Fear of Clowns

"Faith may be defined briefly as an illogical belief in the occurrence of the improbable."
- H. L. Mencken
gozz@gozz.com

Monday, October 18, 2004

Different standards of truth 

In the Washington Post today, Howard Kurtz writes,

In articles, columns and one internal ABC News memo, some journalists have argued that the president has engaged in far more serious distortions than John Kerry has, and that media outlets should blow the whistle on these falsehoods.

"Your instinct is that if we say bad things about one side you have to say bad things about the other side," says Adam Nagourney, the New York Times's chief political reporter. "You want to give equal scrutiny to both sides, but I don't think you should impose a false equivalence that doesn't exist."

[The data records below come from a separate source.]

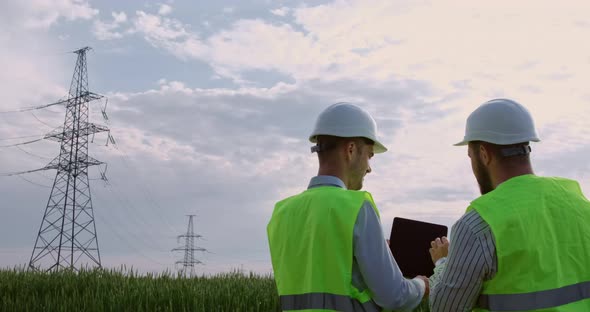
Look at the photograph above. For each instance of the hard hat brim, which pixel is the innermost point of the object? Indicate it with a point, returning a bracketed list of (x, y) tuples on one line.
[(465, 142), (378, 147)]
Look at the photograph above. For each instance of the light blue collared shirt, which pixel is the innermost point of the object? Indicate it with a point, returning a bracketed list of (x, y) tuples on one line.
[(373, 265)]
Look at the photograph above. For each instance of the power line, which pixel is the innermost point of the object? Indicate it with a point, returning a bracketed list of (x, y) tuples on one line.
[(22, 143), (23, 137), (34, 183)]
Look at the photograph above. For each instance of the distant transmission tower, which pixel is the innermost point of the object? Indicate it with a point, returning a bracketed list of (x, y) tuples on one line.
[(67, 235), (189, 261)]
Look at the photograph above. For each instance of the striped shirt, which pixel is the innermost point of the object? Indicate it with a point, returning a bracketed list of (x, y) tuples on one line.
[(457, 282)]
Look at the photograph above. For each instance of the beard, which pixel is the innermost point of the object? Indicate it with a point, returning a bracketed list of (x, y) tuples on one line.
[(483, 178)]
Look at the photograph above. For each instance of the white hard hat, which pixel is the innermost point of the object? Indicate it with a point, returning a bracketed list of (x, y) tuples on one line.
[(501, 122), (347, 121)]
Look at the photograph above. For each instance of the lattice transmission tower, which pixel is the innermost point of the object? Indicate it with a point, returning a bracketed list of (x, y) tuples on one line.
[(189, 261), (67, 236)]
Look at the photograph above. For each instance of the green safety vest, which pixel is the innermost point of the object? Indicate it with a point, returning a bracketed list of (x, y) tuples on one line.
[(310, 237), (541, 227)]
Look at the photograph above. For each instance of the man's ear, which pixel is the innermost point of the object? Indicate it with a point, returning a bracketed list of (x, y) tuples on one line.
[(485, 154), (350, 147)]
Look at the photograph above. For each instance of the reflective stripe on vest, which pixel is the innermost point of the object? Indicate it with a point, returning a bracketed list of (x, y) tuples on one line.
[(536, 300), (541, 233), (325, 301)]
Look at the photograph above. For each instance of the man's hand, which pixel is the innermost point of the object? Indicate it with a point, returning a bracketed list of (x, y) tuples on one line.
[(427, 284), (440, 248)]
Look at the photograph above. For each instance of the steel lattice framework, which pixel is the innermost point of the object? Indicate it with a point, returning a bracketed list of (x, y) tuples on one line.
[(189, 261), (67, 236)]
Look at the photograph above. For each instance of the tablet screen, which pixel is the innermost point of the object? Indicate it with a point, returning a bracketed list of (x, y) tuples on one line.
[(409, 243)]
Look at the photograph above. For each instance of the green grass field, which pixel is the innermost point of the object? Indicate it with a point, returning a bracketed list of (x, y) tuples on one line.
[(112, 290)]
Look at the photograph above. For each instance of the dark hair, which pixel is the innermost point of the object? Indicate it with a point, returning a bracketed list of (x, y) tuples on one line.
[(328, 143), (511, 153)]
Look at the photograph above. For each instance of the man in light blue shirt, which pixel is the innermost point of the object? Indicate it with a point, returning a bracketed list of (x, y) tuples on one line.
[(345, 138)]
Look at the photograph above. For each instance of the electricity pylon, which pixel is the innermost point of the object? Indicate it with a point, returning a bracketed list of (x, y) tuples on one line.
[(67, 235), (189, 261)]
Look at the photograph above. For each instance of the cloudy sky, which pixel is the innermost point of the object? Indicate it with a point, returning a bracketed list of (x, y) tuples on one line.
[(211, 102)]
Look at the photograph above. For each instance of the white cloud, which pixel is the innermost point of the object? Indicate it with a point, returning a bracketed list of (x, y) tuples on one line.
[(109, 31), (164, 9), (283, 11), (44, 13)]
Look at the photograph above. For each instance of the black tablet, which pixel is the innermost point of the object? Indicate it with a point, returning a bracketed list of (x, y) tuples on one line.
[(409, 243)]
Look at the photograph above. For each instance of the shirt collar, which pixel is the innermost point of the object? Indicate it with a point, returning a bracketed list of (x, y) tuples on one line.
[(323, 180)]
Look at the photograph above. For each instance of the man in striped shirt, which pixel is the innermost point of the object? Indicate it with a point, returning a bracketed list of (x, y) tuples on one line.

All you have to do to confirm that the media goes easy on the sitting president and tries to match falsehood to falsehood is to read analysis of the debates. In the Washington Post's analysis of the VP debate, this Edwards misstatement was deemed worthy of mention:

Edwards also asserted that "the president is proposing a constitutional amendment to ban gay marriage that is completely unnecessary." But Bush simply endorsed such an amendment that had already been introduced on Capitol Hill.

In the 3rd Presidential Debate, Bush Jr asserted the same thing,

I proposed a constitutional amendment.

Did the WP call him on that? No, and no.